Once again the Calais authorities have intervened at the Kronstadt Hanger. Yesterday the hanger reopened after activists had repaired the damage inflicted by French riot police when they stormed the building on Sunday 7 February. After the doors were opened at 10am, between 30 and 50 migrants used the building, filling it up as LibeLille* put it "with conversations and music: Kurdish dances, a cinema area, with the projection of Albert Lamorisse's film The Red Balloon, and under a garden tent (see photo) a group sat around a heater. There was tea and coffee, English, French, German and Finnish No Border campaigners, and fifty migrants, mainly Kurds and Iranians."
At 6pm the migrants all left as agreed to go and attend the evening food distribution, leaving 5 activists behind in the shut hanger. The police then decided to pay an uninvited visit. Of course they didn't knock on the door and wait to be invited in, instead they forced their way in again and arrested those present and took them away for the usual ID checks at the local police station, whilst other searched the hanger yet again, confiscating who knows what this time? Apparently they will be allowed back in one by one to retrieve their personal belongings.
No official documents, such as a search warrant or arrest warrants, were again shown and we are again left to wonder on what legal basic they are closing the hanger down this time.

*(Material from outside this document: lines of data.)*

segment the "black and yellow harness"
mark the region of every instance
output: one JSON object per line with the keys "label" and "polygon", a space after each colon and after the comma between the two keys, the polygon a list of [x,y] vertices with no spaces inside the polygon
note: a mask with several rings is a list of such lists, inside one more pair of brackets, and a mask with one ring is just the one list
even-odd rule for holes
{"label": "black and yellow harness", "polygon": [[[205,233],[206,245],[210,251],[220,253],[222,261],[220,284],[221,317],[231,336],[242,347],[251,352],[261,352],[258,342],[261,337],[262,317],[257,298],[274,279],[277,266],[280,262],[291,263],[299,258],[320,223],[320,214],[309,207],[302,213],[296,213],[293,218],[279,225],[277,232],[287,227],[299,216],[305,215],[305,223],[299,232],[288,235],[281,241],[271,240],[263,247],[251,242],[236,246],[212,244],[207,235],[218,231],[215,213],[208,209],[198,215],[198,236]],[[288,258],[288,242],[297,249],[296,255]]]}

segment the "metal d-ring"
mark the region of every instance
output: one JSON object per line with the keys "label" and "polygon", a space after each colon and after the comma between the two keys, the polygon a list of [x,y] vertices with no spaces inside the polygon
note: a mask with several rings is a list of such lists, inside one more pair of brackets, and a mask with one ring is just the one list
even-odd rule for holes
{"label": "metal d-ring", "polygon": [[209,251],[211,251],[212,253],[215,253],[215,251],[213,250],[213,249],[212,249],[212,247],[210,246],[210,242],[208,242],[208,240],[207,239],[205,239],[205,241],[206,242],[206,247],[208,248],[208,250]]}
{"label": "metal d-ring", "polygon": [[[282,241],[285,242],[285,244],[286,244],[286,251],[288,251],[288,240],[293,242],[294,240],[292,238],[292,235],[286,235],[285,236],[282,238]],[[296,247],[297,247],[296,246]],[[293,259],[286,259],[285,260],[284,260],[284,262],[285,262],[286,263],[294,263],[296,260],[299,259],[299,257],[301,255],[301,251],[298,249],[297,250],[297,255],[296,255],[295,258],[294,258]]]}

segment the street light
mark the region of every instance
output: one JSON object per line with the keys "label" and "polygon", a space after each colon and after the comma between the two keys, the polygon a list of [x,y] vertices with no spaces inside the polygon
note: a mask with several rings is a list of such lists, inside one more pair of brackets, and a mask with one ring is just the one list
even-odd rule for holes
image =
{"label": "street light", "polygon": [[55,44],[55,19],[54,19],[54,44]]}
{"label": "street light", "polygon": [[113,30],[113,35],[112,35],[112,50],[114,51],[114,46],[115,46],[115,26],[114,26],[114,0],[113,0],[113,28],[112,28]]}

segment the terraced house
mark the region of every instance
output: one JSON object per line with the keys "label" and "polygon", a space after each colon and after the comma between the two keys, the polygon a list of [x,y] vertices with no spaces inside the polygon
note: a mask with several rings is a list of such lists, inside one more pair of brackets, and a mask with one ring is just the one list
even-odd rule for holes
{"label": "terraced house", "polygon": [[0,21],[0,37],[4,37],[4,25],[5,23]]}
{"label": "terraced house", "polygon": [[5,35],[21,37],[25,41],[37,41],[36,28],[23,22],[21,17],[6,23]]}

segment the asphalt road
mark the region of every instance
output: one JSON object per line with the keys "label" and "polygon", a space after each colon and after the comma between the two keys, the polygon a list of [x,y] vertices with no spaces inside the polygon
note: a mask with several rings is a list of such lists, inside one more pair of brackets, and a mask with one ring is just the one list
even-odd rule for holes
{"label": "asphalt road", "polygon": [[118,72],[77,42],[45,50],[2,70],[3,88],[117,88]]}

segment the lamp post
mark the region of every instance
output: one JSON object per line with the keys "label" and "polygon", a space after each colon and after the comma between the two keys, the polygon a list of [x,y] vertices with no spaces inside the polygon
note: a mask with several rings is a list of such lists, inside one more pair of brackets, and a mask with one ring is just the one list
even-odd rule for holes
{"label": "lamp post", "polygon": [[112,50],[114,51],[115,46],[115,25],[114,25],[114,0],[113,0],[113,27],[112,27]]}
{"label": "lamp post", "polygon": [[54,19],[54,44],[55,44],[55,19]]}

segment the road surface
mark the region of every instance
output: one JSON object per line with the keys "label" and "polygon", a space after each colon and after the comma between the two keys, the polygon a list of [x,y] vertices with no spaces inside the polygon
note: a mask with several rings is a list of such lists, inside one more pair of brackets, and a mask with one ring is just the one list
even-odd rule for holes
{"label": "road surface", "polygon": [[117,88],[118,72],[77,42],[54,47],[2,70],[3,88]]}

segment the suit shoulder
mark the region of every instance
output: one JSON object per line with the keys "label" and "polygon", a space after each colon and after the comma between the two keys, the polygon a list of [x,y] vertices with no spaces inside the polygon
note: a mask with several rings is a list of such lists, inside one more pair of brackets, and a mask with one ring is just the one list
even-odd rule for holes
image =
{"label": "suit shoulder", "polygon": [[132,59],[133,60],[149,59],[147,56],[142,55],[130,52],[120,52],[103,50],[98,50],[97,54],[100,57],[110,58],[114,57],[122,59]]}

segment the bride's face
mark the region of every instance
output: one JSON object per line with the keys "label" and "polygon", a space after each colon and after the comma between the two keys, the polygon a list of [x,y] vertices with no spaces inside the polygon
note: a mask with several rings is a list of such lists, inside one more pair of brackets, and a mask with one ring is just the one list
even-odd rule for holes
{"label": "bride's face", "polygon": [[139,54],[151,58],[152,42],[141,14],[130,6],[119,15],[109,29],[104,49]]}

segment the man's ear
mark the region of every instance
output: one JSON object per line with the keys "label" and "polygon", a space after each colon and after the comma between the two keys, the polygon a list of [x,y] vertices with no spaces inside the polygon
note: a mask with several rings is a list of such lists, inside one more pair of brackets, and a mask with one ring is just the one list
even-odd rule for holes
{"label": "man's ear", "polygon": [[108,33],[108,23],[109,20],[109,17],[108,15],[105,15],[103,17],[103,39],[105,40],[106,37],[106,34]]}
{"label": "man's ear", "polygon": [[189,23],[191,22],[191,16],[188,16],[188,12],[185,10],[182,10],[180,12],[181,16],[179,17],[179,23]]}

Of course, we all understand what the violence and aggression on behalf of the authorities is all for. After all No Borders activists in Calais have witnessed it being meted out to the migrants for what is now two decades. It is a war of attrition. Brutalise them enough and they just might go away. Except that the migrants are there largely out of necessity and we No Borders activists are there out of principal, unlike the mercenaries in CRS uniforms and the self-serving politicians and bureaucrats.